As the developer of SwiftRiver, our goal is to simply maximize human time when verifying information. Before you had a cellphone could you communicate with other people? Yes. Is it more efficient to use a cellphone? Yes. Our goal at Swift is to empower those who seek to better manage streams of information.
They might have one message, you can have one million, the goal remains the same: to attempt to add context to help the human make more informed decisions.
– Swiftly.org
Thank you so much for contributing to our conversation. Your work at swift.org is very interesting. I’m guessing you used swift to find my blog posting. Am I correct?
Not meaning to attack your business model, Jon, but it seem like there might be a bit of circularity here. If a “trusted” source can distort the construction of meaning, isn’t that arguably a problem with the notion of “trusted” sources?
We’ve inherited a culture of celebrity and authority from the mass media era; I’m afraid it’s going to take us some time to shake free of practices and attitudes from that era that don’t serve us as well anymore.
And in a crowdsourced application I’m not sure I understand what it even means to assess the validity of a source. Do we mean the validity of the whole crowd? Or of certain selected members? Who gets to choose, and on what basis?

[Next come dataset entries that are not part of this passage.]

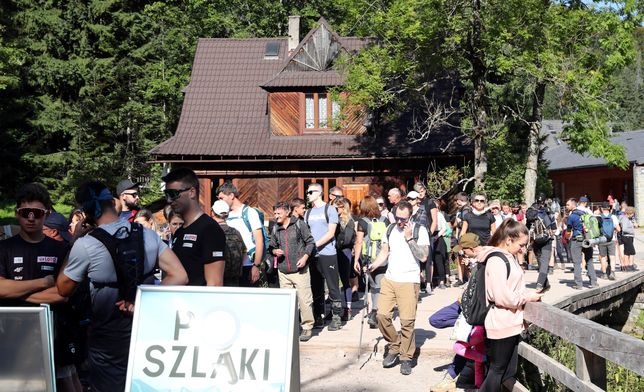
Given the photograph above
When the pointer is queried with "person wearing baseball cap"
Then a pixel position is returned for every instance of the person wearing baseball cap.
(128, 193)
(56, 226)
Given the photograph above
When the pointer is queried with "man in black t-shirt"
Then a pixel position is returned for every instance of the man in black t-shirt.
(29, 262)
(200, 243)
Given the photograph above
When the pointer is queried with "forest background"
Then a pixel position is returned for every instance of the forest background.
(88, 87)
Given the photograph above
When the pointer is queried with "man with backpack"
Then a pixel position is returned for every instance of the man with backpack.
(609, 226)
(291, 242)
(541, 227)
(102, 256)
(200, 242)
(235, 249)
(576, 237)
(404, 247)
(323, 219)
(250, 224)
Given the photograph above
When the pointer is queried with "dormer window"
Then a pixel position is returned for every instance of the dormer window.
(320, 112)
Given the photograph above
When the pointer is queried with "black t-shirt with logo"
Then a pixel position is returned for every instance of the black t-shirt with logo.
(201, 243)
(21, 260)
(480, 225)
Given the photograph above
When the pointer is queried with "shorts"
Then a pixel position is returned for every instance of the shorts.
(629, 249)
(606, 249)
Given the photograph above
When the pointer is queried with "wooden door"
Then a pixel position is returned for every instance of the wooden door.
(355, 193)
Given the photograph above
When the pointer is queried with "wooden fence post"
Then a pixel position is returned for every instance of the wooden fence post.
(590, 367)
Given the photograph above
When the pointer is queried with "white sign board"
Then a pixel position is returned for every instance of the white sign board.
(26, 349)
(214, 339)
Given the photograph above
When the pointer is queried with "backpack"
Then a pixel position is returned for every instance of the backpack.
(608, 227)
(414, 234)
(372, 241)
(233, 255)
(251, 252)
(540, 233)
(473, 301)
(590, 224)
(127, 251)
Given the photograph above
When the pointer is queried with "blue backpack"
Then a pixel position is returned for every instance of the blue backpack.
(251, 252)
(608, 228)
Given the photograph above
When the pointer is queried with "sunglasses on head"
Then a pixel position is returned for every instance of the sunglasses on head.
(28, 212)
(174, 194)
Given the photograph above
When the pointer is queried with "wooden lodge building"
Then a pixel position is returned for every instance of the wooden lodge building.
(257, 112)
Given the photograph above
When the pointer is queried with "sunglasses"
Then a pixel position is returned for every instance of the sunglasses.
(27, 213)
(174, 194)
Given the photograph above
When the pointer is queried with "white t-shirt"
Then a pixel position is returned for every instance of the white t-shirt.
(403, 266)
(236, 221)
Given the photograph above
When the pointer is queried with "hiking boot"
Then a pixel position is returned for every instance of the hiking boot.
(306, 335)
(372, 321)
(447, 385)
(390, 360)
(335, 324)
(405, 368)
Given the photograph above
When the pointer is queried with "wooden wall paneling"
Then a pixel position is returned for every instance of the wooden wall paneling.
(266, 195)
(284, 111)
(205, 194)
(247, 188)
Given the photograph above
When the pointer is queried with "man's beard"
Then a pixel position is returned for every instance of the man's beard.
(132, 206)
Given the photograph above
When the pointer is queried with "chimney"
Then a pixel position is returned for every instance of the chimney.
(293, 33)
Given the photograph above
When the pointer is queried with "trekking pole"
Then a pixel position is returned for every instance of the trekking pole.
(366, 310)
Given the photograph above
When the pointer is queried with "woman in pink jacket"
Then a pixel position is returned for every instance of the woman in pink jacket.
(504, 321)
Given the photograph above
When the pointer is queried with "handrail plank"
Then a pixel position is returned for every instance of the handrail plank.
(558, 371)
(612, 345)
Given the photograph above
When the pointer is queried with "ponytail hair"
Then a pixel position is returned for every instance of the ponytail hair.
(508, 229)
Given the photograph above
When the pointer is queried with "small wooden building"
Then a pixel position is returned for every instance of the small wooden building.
(574, 175)
(258, 112)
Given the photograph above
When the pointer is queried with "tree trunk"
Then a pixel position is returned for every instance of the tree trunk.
(478, 104)
(530, 184)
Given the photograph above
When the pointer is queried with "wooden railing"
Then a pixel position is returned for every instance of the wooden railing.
(595, 344)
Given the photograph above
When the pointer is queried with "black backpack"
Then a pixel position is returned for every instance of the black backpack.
(473, 301)
(233, 256)
(127, 250)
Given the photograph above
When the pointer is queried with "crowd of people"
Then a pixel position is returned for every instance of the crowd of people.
(324, 247)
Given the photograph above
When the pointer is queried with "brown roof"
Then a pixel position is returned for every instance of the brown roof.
(225, 109)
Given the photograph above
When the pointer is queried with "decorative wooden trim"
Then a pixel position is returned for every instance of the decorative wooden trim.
(558, 371)
(612, 345)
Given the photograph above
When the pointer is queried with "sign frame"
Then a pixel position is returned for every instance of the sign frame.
(46, 339)
(292, 373)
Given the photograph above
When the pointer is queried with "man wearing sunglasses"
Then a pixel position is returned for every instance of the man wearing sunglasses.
(29, 262)
(200, 242)
(128, 194)
(323, 219)
(401, 285)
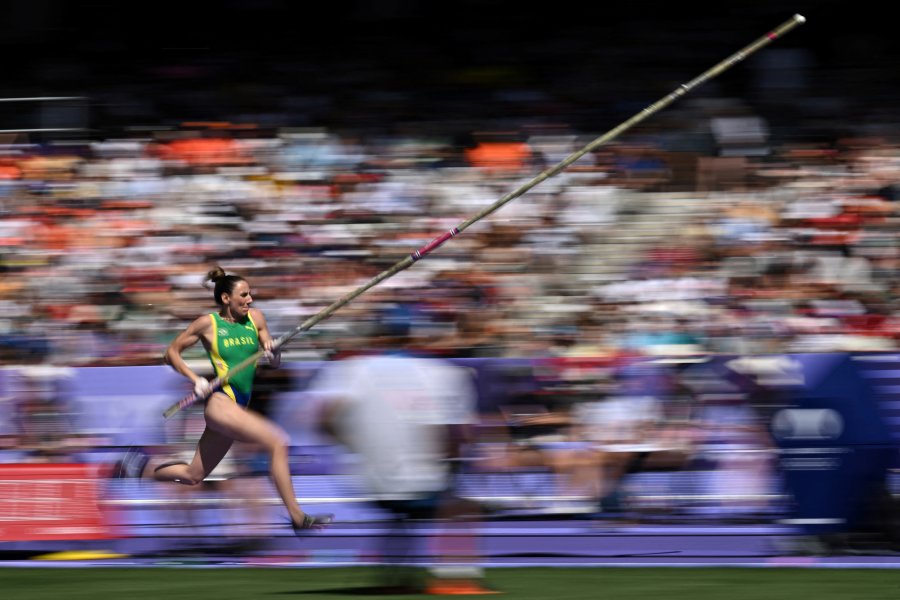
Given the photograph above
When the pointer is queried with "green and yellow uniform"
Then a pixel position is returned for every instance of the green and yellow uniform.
(233, 343)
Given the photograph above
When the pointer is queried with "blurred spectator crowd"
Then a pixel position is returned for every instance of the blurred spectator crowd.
(635, 249)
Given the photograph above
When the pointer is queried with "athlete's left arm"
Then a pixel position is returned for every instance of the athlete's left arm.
(266, 342)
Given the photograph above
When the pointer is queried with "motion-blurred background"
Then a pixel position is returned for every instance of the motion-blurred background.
(696, 323)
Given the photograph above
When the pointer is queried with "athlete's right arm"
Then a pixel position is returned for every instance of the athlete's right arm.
(194, 333)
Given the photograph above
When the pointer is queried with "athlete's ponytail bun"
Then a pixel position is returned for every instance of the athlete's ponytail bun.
(223, 283)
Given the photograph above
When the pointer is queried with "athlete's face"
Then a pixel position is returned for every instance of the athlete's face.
(239, 300)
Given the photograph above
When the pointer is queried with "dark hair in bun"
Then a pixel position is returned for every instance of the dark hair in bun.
(223, 282)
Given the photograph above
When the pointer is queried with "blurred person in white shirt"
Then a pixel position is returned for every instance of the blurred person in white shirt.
(406, 419)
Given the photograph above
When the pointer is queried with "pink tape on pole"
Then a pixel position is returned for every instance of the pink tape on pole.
(421, 252)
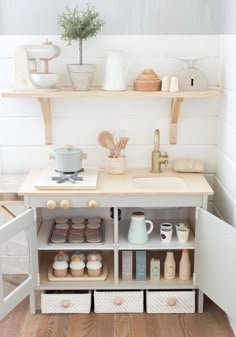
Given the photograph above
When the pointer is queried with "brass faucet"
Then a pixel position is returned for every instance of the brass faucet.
(157, 157)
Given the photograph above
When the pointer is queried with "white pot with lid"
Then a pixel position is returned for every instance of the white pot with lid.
(68, 159)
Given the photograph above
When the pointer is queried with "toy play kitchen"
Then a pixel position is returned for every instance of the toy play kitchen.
(115, 199)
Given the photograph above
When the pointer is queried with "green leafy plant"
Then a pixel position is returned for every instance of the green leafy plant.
(78, 25)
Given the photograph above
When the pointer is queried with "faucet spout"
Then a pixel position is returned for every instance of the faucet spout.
(157, 157)
(157, 140)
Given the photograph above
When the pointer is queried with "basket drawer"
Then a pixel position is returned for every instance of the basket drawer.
(170, 301)
(66, 302)
(118, 301)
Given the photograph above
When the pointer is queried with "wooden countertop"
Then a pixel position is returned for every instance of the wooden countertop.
(124, 184)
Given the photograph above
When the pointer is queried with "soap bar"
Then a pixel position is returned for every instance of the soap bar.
(188, 165)
(127, 266)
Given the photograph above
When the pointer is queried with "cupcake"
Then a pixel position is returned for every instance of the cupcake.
(99, 257)
(63, 254)
(61, 219)
(60, 267)
(94, 219)
(78, 220)
(79, 226)
(62, 225)
(77, 266)
(78, 253)
(94, 266)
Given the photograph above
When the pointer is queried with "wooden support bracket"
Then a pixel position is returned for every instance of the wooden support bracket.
(7, 212)
(45, 104)
(175, 108)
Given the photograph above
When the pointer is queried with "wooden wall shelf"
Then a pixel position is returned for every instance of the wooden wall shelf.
(44, 98)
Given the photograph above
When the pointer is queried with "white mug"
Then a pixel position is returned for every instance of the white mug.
(182, 233)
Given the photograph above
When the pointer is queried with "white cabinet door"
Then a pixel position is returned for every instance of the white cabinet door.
(216, 260)
(18, 275)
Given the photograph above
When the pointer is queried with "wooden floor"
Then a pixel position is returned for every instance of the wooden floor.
(20, 323)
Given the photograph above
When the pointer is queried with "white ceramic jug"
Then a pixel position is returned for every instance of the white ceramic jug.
(138, 233)
(114, 77)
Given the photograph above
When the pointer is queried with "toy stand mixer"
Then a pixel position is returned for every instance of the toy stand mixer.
(26, 75)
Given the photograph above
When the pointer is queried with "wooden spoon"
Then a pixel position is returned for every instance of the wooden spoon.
(105, 139)
(120, 146)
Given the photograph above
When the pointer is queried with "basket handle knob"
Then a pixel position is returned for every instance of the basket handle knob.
(171, 301)
(118, 300)
(66, 303)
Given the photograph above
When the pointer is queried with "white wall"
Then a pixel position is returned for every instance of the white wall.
(225, 182)
(121, 16)
(78, 121)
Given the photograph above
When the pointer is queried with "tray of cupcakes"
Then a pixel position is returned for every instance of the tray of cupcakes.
(77, 267)
(72, 231)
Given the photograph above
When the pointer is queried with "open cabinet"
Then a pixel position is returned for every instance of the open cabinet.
(214, 273)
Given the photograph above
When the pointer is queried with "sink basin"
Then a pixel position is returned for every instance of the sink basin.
(162, 184)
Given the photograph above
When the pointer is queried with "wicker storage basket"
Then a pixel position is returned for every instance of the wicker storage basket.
(170, 301)
(118, 301)
(66, 303)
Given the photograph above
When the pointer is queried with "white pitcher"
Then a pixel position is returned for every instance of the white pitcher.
(138, 233)
(114, 77)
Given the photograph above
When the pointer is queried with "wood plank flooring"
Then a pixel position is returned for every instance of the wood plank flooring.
(20, 323)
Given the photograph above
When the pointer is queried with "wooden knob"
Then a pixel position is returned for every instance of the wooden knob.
(171, 301)
(118, 300)
(92, 204)
(66, 303)
(65, 204)
(51, 204)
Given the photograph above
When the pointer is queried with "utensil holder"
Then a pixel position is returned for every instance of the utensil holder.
(116, 165)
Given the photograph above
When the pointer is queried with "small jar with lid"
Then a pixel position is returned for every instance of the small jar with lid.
(185, 266)
(169, 266)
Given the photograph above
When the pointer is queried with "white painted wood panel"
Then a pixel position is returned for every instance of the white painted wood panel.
(215, 272)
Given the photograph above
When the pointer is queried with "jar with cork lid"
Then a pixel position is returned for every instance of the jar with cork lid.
(185, 266)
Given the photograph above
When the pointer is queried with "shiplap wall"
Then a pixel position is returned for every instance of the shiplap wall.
(225, 185)
(78, 121)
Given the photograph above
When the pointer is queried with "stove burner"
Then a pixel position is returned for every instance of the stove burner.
(71, 177)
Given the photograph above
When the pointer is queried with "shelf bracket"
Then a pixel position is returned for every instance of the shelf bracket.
(7, 212)
(45, 104)
(175, 108)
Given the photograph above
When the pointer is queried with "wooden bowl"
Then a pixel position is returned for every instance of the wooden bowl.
(148, 80)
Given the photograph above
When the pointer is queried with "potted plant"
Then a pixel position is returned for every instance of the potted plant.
(78, 25)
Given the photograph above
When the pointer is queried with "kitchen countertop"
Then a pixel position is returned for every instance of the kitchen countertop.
(123, 184)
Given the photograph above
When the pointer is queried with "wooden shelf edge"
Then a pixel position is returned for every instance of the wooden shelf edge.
(44, 98)
(70, 93)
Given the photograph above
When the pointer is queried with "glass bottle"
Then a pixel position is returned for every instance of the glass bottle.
(169, 266)
(185, 266)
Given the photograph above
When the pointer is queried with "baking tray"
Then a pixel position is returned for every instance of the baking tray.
(73, 244)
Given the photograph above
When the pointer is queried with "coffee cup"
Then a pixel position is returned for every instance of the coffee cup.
(166, 225)
(166, 234)
(182, 233)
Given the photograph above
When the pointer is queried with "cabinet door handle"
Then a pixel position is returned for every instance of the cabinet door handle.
(118, 300)
(171, 301)
(51, 204)
(92, 204)
(65, 204)
(66, 303)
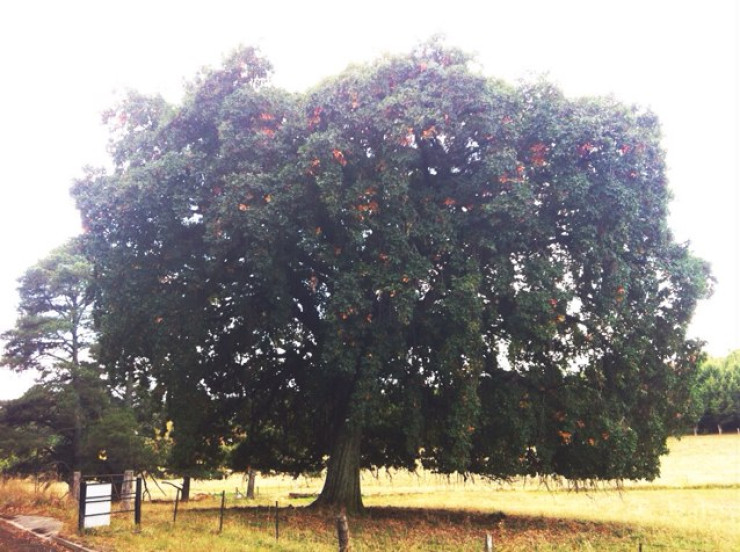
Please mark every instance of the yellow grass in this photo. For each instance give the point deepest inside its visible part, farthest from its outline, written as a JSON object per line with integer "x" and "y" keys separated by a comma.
{"x": 694, "y": 505}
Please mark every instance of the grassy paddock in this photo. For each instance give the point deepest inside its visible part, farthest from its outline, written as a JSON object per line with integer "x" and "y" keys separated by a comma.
{"x": 695, "y": 505}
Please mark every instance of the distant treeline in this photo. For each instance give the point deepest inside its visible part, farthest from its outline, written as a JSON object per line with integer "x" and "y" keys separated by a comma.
{"x": 717, "y": 395}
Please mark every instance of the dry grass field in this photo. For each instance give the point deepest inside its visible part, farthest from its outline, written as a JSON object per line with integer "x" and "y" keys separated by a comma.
{"x": 695, "y": 505}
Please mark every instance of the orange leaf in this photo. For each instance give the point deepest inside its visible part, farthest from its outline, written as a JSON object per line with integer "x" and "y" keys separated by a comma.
{"x": 339, "y": 157}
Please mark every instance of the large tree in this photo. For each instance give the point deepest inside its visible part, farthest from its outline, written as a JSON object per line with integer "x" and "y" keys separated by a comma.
{"x": 411, "y": 262}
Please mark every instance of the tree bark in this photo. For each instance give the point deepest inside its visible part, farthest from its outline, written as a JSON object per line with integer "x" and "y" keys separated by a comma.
{"x": 342, "y": 486}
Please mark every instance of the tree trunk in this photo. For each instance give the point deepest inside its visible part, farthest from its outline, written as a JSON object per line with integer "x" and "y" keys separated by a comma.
{"x": 342, "y": 485}
{"x": 251, "y": 476}
{"x": 185, "y": 493}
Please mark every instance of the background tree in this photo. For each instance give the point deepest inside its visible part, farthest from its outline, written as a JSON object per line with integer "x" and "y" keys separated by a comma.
{"x": 411, "y": 262}
{"x": 64, "y": 423}
{"x": 718, "y": 394}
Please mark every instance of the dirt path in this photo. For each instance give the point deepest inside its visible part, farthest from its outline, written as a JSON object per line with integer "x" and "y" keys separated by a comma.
{"x": 15, "y": 540}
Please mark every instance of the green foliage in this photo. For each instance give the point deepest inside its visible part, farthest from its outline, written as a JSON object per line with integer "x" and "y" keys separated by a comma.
{"x": 475, "y": 276}
{"x": 63, "y": 423}
{"x": 718, "y": 393}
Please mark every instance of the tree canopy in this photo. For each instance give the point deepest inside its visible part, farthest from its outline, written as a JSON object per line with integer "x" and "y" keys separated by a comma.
{"x": 718, "y": 393}
{"x": 69, "y": 420}
{"x": 410, "y": 263}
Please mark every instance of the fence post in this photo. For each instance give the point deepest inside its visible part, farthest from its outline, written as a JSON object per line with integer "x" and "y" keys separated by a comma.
{"x": 137, "y": 503}
{"x": 127, "y": 489}
{"x": 221, "y": 515}
{"x": 76, "y": 476}
{"x": 343, "y": 531}
{"x": 177, "y": 501}
{"x": 81, "y": 503}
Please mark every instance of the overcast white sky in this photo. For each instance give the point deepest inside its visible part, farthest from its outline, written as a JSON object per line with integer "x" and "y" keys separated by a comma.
{"x": 63, "y": 62}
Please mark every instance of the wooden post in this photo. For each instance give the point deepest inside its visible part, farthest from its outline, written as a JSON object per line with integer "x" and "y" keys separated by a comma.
{"x": 127, "y": 490}
{"x": 277, "y": 521}
{"x": 221, "y": 517}
{"x": 251, "y": 476}
{"x": 343, "y": 531}
{"x": 177, "y": 501}
{"x": 82, "y": 507}
{"x": 76, "y": 485}
{"x": 137, "y": 503}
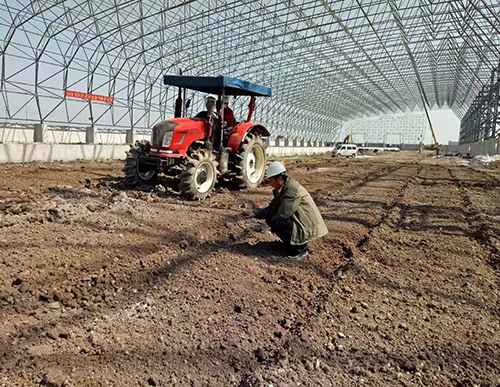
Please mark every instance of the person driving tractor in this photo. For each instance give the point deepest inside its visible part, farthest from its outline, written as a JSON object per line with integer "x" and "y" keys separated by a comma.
{"x": 228, "y": 113}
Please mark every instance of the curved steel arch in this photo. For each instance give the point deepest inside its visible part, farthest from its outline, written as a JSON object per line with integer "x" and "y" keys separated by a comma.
{"x": 327, "y": 62}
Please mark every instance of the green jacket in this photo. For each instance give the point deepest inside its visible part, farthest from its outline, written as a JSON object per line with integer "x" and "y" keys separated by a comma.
{"x": 295, "y": 203}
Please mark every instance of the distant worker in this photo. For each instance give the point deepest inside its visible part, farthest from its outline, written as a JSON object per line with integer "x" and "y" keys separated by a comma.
{"x": 210, "y": 106}
{"x": 228, "y": 113}
{"x": 292, "y": 214}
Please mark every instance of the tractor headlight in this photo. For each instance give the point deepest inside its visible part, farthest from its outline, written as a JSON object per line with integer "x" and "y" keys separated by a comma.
{"x": 167, "y": 139}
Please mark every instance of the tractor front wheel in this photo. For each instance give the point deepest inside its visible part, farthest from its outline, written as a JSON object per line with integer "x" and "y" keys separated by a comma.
{"x": 250, "y": 162}
{"x": 136, "y": 171}
{"x": 200, "y": 175}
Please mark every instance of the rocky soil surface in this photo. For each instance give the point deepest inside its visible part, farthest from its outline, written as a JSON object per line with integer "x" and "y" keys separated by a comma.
{"x": 105, "y": 286}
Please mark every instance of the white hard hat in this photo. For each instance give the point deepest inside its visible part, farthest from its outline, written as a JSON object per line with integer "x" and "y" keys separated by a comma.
{"x": 275, "y": 168}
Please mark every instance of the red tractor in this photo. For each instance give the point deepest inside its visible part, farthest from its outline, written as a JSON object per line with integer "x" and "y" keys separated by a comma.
{"x": 197, "y": 151}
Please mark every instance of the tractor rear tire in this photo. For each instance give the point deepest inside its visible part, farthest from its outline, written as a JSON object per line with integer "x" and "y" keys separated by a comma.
{"x": 135, "y": 172}
{"x": 199, "y": 176}
{"x": 250, "y": 163}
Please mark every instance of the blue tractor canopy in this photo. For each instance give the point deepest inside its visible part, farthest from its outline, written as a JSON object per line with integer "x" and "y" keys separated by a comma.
{"x": 217, "y": 85}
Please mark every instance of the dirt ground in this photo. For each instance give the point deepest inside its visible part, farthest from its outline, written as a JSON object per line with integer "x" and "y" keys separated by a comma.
{"x": 103, "y": 286}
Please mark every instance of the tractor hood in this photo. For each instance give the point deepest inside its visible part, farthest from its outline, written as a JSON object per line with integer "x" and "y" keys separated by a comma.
{"x": 178, "y": 134}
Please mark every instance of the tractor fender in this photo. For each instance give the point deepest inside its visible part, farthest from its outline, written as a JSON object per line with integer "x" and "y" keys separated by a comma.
{"x": 240, "y": 132}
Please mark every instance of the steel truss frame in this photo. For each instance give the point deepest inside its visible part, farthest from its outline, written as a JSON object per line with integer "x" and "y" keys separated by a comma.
{"x": 327, "y": 62}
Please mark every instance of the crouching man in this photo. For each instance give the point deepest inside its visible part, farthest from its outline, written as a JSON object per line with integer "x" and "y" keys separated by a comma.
{"x": 292, "y": 214}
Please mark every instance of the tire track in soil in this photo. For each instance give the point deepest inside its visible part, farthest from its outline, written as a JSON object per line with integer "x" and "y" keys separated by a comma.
{"x": 318, "y": 305}
{"x": 477, "y": 222}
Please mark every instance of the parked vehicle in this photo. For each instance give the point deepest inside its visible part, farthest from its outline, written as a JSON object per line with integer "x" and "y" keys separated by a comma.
{"x": 345, "y": 150}
{"x": 197, "y": 151}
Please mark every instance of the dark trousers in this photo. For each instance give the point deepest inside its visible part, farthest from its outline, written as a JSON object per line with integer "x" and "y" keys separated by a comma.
{"x": 283, "y": 229}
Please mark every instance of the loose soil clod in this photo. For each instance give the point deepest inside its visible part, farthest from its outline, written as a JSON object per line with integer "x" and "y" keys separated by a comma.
{"x": 106, "y": 286}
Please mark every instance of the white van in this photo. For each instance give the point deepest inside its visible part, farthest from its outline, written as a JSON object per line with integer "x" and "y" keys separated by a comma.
{"x": 347, "y": 150}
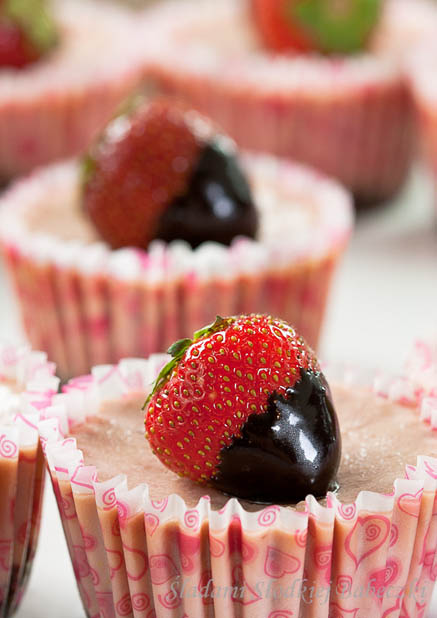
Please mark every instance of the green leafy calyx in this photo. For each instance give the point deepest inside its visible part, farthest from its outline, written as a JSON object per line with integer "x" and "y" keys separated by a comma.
{"x": 178, "y": 349}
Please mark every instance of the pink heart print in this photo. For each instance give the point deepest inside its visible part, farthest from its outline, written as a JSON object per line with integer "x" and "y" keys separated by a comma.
{"x": 410, "y": 503}
{"x": 278, "y": 563}
{"x": 367, "y": 536}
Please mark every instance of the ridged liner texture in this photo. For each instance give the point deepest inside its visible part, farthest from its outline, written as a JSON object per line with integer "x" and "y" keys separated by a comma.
{"x": 87, "y": 305}
{"x": 140, "y": 558}
{"x": 53, "y": 109}
{"x": 21, "y": 465}
{"x": 350, "y": 117}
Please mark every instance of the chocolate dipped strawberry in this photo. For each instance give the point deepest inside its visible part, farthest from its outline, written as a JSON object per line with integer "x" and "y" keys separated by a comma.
{"x": 327, "y": 26}
{"x": 163, "y": 171}
{"x": 27, "y": 32}
{"x": 244, "y": 407}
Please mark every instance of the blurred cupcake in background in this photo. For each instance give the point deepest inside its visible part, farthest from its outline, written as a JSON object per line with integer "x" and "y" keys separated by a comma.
{"x": 162, "y": 226}
{"x": 423, "y": 78}
{"x": 243, "y": 410}
{"x": 323, "y": 86}
{"x": 64, "y": 68}
{"x": 27, "y": 384}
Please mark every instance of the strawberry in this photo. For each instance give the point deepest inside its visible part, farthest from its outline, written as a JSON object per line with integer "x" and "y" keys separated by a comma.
{"x": 244, "y": 407}
{"x": 328, "y": 26}
{"x": 26, "y": 32}
{"x": 162, "y": 170}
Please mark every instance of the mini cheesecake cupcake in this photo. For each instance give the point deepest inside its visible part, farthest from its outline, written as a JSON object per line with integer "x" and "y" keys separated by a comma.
{"x": 159, "y": 228}
{"x": 27, "y": 384}
{"x": 152, "y": 530}
{"x": 62, "y": 77}
{"x": 422, "y": 71}
{"x": 297, "y": 80}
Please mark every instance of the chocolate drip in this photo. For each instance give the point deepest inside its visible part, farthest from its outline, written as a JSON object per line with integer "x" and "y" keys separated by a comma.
{"x": 217, "y": 205}
{"x": 288, "y": 452}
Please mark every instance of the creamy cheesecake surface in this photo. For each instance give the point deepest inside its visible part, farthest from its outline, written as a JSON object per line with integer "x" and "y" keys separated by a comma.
{"x": 379, "y": 439}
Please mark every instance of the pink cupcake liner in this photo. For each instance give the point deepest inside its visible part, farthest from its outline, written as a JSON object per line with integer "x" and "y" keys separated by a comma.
{"x": 351, "y": 118}
{"x": 54, "y": 109}
{"x": 141, "y": 558}
{"x": 86, "y": 305}
{"x": 21, "y": 465}
{"x": 422, "y": 71}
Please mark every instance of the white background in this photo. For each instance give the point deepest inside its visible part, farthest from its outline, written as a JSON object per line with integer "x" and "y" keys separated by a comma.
{"x": 385, "y": 297}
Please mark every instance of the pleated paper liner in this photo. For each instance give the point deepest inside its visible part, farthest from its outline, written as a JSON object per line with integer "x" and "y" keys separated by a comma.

The fear of runaway rumors has dogged the Internet since its inception. But what we’ve actually seen is that the system is raucous and noisy but ultimately self-stabilizing. That’s hard to accept for folks of my generation who’ve been accustomed most of our lives to heavily filtered (“validated”) media. But I hold with Kevin Kelly’s view that the price of admission to more complex and sophisticated systems is a willingness to surf the chaos.
Thanks for this post, I didn’t know about the Gulf map. It was really interesting to see how social media played out in the Boulder wildfire (I recently blogged about this on my site). Very quickly a rich google map was created with fire perimeters, locations of burned houses, roads closed, shelters and so on. People went to twitter or live audio scanner feeds to get the latest information. The thing that surprises me is how organized and useful these resources are – we assume they would be full of rumors and misinformation, but actually communities seem to be able to curate and organize on the web quite well.